La Phébéienne s'avança vers Gyalan, imposante.
- Vous ne pouvez pas demander à Anthropa, qui est avant tout une scientifique, d'établir des plans de bataille précis. Elle n'est pas tacticienne de guerre. Ce qui ne veut pas dire que le reste des magiciens ici sont dans la même situation. Chacun à ses forces et ses faiblesses.
- Ce n'est pas le moment de faire des discours inspirants, rétorqua Gyalan. Si tu as un plan, alors explique le. Sinon, cesse de nous faire perdre du temps.
Aucun doute que la façon dont Ariane lui parlait le dérangeait davantage que sa prétendue perte de temps.
- On pose des pièges, déclara Ariane. Si vous ne voulez pas les affronter directement, alors c'est la solution.
- Et tu penses que ce sera suffisant ?
- Oui. C'est ce que font les souterrains d'Astras depuis des années. Ils n'éliminent pas Solen par poignées, mais ne subissent aucune perte de leur côté.
- Je le répète, ils vont être nombreux.
- Je sais. Les pièges posés par les combattants d'Astras, que ce soit ceux de la surface ou des souterrains, sont très rudimentaires parce qu'ils n'ont pas de ressources sous la main. Ce n'est pas votre cas. Mettez les à contribution.
Gyalan n'était pas convaincu par son intervention.
- J'ai besoin de concret. Tout ça n'en est pas.

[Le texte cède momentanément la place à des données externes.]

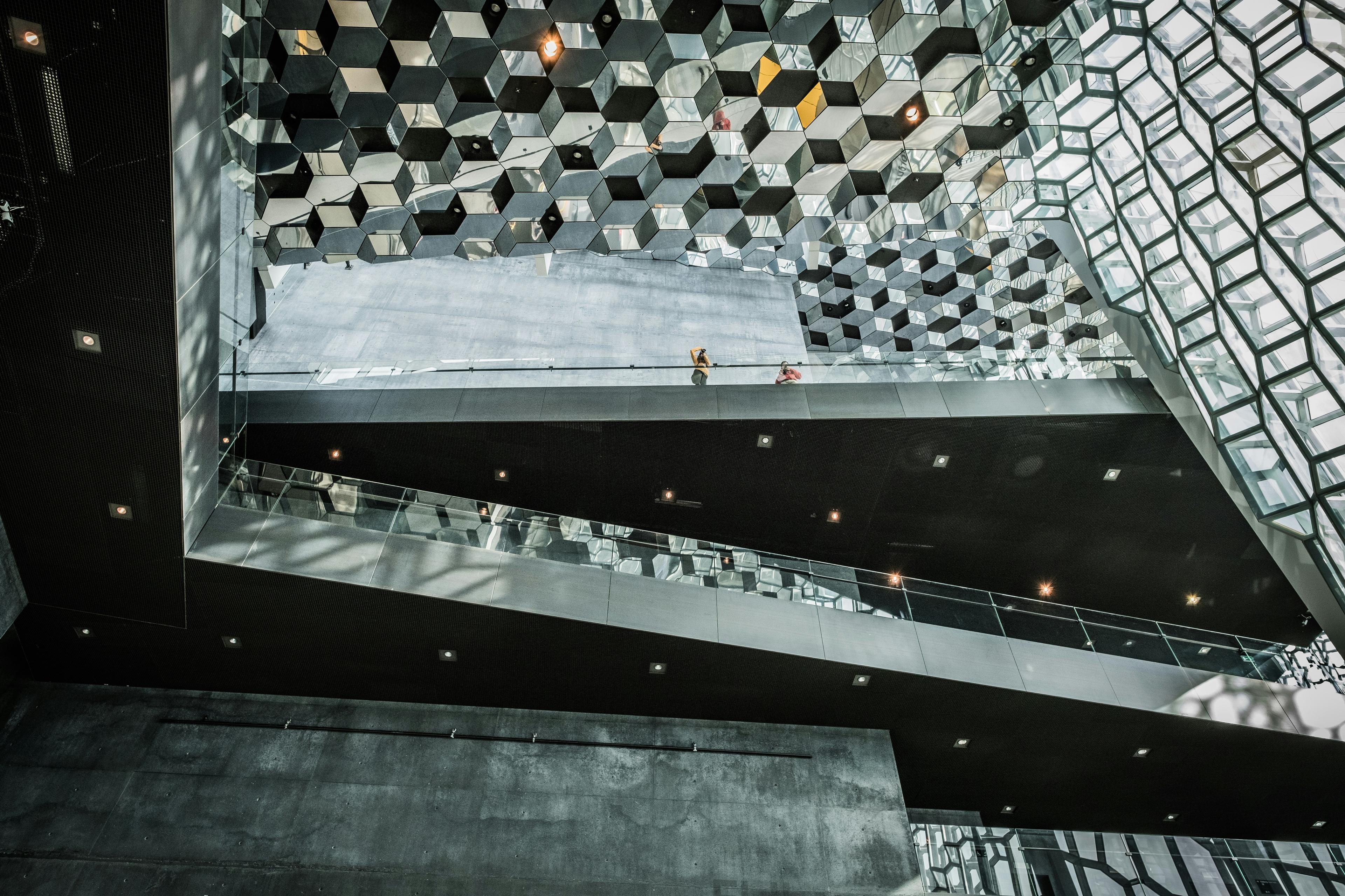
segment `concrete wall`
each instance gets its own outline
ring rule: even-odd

- Très bien, trancha Ariane. Brimari est une Chevaleresse, je pense qu'elle peut facilement trouver des sortilèges qui lui permettront d'éliminer Solen en grand nombre tant qu'ils ne la voient pas. Autrement dit, s'ils cherchent l'entrée des souterrains, elle pose les pièges à la surface et se cache sous terre en attendant qu'ils meurent.
- Ils vont sentir la magie rouge, argua Brimari.
- Alors crée un leurre pour leur faire croire qu'elle a une autre provenance.
- Et pour les sortilèges dont tu parles, tu en as sous la main ?
- Moi non, Ténèbres oui.
Immédiatement, Brimari se tourna vers son élève, qui s'était déjà mis à tourner les pages de son livre avec pour objectif de trouver de quoi mettre à mal Solen. Elle le rejoignit pour l'aider dans sa tâche, puisque bien plus expérimentée que lui.
- Ce plan est viable, mais ça ne suffira pas, reprit le général.
- Je sais, je n'ai pas terminé, fit remarquer Ariane. Ce n'est que la première partie.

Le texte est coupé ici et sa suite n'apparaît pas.